A Twitter live-data collector. Keep an eye on your disk space ;-)
This project is largely an experiment that may one day grow into something useful for more than just a handful of people.
The idea is simple: Albatross is a way for you to capture everything said about something and then analyse the raw data yourself or let this site visualise it for you.
Say you're at a conference that's managing the conversation with the hashtag:
#awesomeconference
. You're participating when you can, but it would be
really nice to be able to collect everything everyone said during the
conference and draw some conclusions from it.
Maybe you want to do some analytics based on some natural language processing,
or want to chart the number of times a particular phrase was mentioned within
that hashtag. Whatever you want to do with the data, just fill out the form
here with the hashtag in question, hit submit
and when the conference ends,
you've got all the data to play with.
Similarly this can be used for international events, or national disaster coverage. Plot on a map the tweets posted about your subject and when, or analyse the content of the tweets to see what different regions are saying about a particular subject.
Analytics and visualisation is hard, and not everyone has the time or inclination to figure out how to parse the JSON blobs Twitter makes available via their API. Thankfully, Albatross has a bunch of built-in visualisations that might be sufficient for many people, but if you need something more customised, you can open an issue and I can give it a shot. Of course, contributions are welcome!
The raw data is available as a xzip-compressed "fjson" file. This is just a
plain text file, with one JSON object per line. You can decompress this file
in Linux & Mac with the xz
utility, or use a common program like WinRar in
Windows.
Everything is dockerised, so you need:
-
Docker
-
Docker Compose
-
A
.env
file defining the following values:PYTHONUNBUFFERED=1 TWITTER_CONSUMER_KEY=<secret> TWITTER_CONSUMER_SECRET=<secret>
Note that the values aren't wrapped in quotes. You can thank Docker for that.
You can also optionally set some other values here:
- You can configure the externally-available ports for the web service and
RabbitMQ by setting
WEB_PORT=<number>
andRABBITMQ_PORT=<number>
respectively. - You can get more output from Albatross by changing the log level. Set
DJANGO_LOG_LEVEL=INFO
or evenDJANGO_LOG_LEVEL=DEBUG
if you want. - If you're planning on doing some development, you can turn global
debugging on by setting
DEBUG=true
- You can also change Django's
SECRET_KEY
by setting that value here.
- You can configure the externally-available ports for the web service and
RabbitMQ by setting
Albatross needs a CONSUMER_KEY
and CONSUMER_SECRET
from Twitter in order to
operate. To get these, you'll need to log into Twitter and visit their app site.
Once there, click the Create New App
button, and put whatever you want into
the form fields that follow.
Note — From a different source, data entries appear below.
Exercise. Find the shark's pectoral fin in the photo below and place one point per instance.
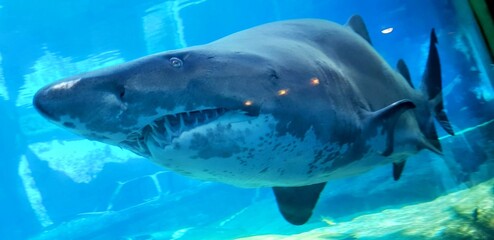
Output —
(398, 169)
(402, 68)
(296, 203)
(385, 120)
(356, 23)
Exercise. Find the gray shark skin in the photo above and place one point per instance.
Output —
(288, 105)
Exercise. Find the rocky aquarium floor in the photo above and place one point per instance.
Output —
(466, 214)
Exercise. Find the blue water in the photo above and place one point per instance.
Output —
(56, 185)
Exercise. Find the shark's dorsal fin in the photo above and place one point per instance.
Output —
(356, 23)
(296, 203)
(387, 118)
(398, 169)
(403, 70)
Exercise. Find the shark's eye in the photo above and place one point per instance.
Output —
(176, 62)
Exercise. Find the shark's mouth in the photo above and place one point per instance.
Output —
(164, 129)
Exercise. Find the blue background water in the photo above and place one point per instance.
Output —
(48, 176)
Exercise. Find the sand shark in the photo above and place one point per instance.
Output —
(288, 105)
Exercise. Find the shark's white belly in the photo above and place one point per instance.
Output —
(230, 152)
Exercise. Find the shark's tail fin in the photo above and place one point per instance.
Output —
(432, 88)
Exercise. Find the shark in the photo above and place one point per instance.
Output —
(288, 105)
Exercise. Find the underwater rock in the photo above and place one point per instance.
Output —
(466, 214)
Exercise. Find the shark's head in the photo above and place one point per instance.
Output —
(160, 97)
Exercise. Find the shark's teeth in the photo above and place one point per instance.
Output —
(164, 129)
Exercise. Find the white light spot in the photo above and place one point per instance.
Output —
(66, 85)
(387, 30)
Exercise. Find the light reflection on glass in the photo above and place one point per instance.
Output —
(314, 81)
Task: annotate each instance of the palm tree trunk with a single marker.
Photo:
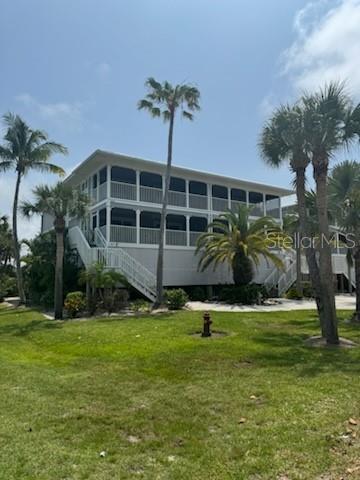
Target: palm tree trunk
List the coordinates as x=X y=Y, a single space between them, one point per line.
x=19 y=275
x=299 y=288
x=59 y=266
x=160 y=260
x=357 y=284
x=310 y=252
x=325 y=262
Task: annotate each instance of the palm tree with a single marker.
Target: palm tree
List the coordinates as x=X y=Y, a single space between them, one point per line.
x=60 y=201
x=344 y=200
x=283 y=141
x=164 y=100
x=233 y=240
x=331 y=122
x=25 y=149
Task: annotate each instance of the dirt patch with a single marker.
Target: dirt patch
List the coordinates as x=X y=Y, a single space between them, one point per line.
x=214 y=334
x=318 y=341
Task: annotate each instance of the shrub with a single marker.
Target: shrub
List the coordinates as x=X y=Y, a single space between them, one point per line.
x=74 y=303
x=245 y=294
x=176 y=298
x=198 y=294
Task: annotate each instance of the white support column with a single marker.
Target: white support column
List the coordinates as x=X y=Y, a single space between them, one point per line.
x=137 y=185
x=188 y=230
x=138 y=226
x=108 y=220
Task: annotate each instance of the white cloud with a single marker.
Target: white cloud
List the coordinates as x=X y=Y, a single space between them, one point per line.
x=103 y=70
x=70 y=114
x=326 y=47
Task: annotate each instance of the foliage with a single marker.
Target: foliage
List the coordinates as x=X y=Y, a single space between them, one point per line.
x=197 y=294
x=39 y=269
x=176 y=298
x=244 y=294
x=234 y=240
x=74 y=303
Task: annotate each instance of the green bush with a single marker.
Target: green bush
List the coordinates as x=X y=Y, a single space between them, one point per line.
x=176 y=298
x=245 y=294
x=198 y=294
x=74 y=303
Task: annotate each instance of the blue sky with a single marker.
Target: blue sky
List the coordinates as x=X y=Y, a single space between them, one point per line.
x=77 y=70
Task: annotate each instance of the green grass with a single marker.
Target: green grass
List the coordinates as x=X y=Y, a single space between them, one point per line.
x=69 y=390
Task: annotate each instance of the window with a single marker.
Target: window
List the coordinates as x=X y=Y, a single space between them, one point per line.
x=123 y=175
x=198 y=188
x=219 y=192
x=123 y=216
x=150 y=220
x=150 y=180
x=273 y=206
x=198 y=224
x=102 y=217
x=238 y=195
x=176 y=222
x=103 y=175
x=177 y=184
x=256 y=201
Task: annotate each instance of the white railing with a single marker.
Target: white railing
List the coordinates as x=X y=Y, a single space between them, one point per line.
x=198 y=201
x=177 y=198
x=175 y=237
x=151 y=195
x=115 y=258
x=126 y=191
x=102 y=191
x=193 y=238
x=149 y=235
x=220 y=204
x=122 y=234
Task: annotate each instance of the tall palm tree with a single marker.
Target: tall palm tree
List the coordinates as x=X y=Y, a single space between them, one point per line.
x=232 y=239
x=165 y=100
x=25 y=149
x=283 y=141
x=344 y=200
x=331 y=122
x=58 y=201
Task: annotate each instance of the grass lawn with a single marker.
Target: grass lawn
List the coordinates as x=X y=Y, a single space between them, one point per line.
x=162 y=404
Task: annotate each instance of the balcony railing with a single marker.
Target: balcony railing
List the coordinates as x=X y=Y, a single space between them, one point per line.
x=177 y=198
x=149 y=235
x=125 y=191
x=175 y=237
x=220 y=204
x=102 y=191
x=122 y=234
x=198 y=201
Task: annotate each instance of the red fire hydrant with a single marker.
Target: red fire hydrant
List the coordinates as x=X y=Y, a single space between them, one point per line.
x=206 y=328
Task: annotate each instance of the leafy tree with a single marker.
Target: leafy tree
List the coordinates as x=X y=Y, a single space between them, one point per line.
x=39 y=269
x=344 y=200
x=331 y=122
x=164 y=100
x=232 y=239
x=60 y=201
x=25 y=149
Just make sure that for the last box,
Callback URL
, you put in http://127.0.0.1:8000/accounts/twitter/login/callback/
.
Once you've submitted the form, Twitter should present you with a page that has
4 tabs, one of which is labelled Keys and Access Tokens
. Click that, and it
will reveal two values:
- Consumer Key (API Key)
- Consumer Secret (API Secret)
These are your TWITTER_CONSUMER_KEY
and TWITTER_CONSUMER_SECRET
values
respectively. Put them into your .env
file (mentioned above).
Now that you have the credentials to identify yourself to Twitter, you just
need the Albatross code. You can do this with git
, which is handy 'cause you
can use git later to keep your code up to date.
$ git clone https://github.com/danielquinn/albatross.git
If you don't have or want to use git, you can just download a copy of Albatross from Github and unzip it into a directory somewhere.
Before you run anything, you need to have that .env
file mentioned above. At
the very least, it should contain your values for TWITTER_CONSUMER_KEY
and
TWITTER_CONSUMER_SECRET
as well as PYTHONUNBUFFERED=1
.
$ cd albatross
$ ${EDITOR} .env
When the above is complete, you just need to tell Docker to run all of the required bits and keep them running. To do that, you use docker-compose:
$ docker-compose up
Note that the startup process is such that some of the components, like the collector & webserver may fail as the database isn't ready yet. That's ok, they should be re-started automatically at which point they'll retry to connect to the database. Eventually, all of the components will level out and Albatross will be ready.
After that, just visit https://localhost:8000 and login with Twitter to start your first collection.
Here's what it's doing under the hood:
I wrote this back in 2015 as an attempt to start a company doing this sort of thing for people & businesses. However, not long after I had a working model, Twitter started acting more and more hostile to projects that would dare store "their" data, so I gave up on it.
In 2018 however, I repurposed Albatross into a self-hosted model to help a friend do some research for her PhD. If it works for her, it may work for others, so I decided to polish it up a bit and re-license it under the AGPL3.